US 11,900,239 B2
Systems and methods for accelerating sparse neural network execution
Zhenyu Gu, Los Altos, CA (US); Liu Liu, Goleta, CA (US); Shuangchen Li, Sunnyvale, CA (US); and Yuan Xie, Sunnyvale, CA (US)
Assigned to Alibaba Group Holding Limited, Grand Cayman (KY)
Filed by ALIBABA GROUP HOLDING LIMITED, Grand Cayman (KY)
Filed on Sep. 5, 2019, as Appl. No. 16/562,376.
Claims priority of provisional application 62/869,484, filed on Jul. 1, 2019.
Prior Publication US 2021/0004665 A1, Jan. 7, 2021
Int. Cl.
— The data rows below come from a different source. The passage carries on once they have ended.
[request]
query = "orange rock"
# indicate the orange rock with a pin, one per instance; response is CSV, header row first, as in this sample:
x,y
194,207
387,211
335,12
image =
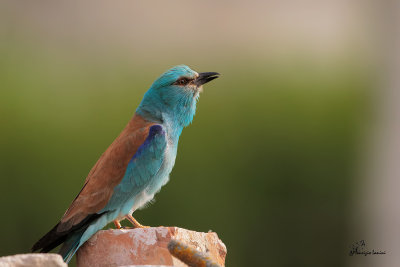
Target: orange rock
x,y
145,246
G06N 3/06 (2006.01); G06N 3/04 (2023.01); G06N 3/063 (2023.01)
CPC G06N 3/06 (2013.01) [G06N 3/04 (2013.01); G06N 3/063 (2013.01)] 19 Claims
OG exemplary drawing
 
1. A system for dynamic sparse execution of a neural network, comprising:
at least one global buffer configured to receive inputs for the neural network;
a plurality of processing elements configured to execute activation functions for nodes of the neural network; and
at least one processor configured to:
execute ternary random projection to reduce at least one dimension of the inputs from the at least one global buffer and generate a corresponding predictable output neuron map for use by the plurality of processing elements, wherein the at least one dimension is reduced according to a tunable degree for indicating a degree at which missing values are to be predicted rather than calculated;
iteratively receive current outputs of a current layer from the plurality of processing elements as inputs of a next layer, wherein at least of one of the current outputs is expanded by setting values corresponding to one or more predictable output neurons;
reduce at least one dimension of the current outputs, and update the corresponding predictable output neuron map, based on the reduced current outputs, for use by the plurality of processing elements in generating next outputs until the plurality of processing elements have executed each layer of the neural network.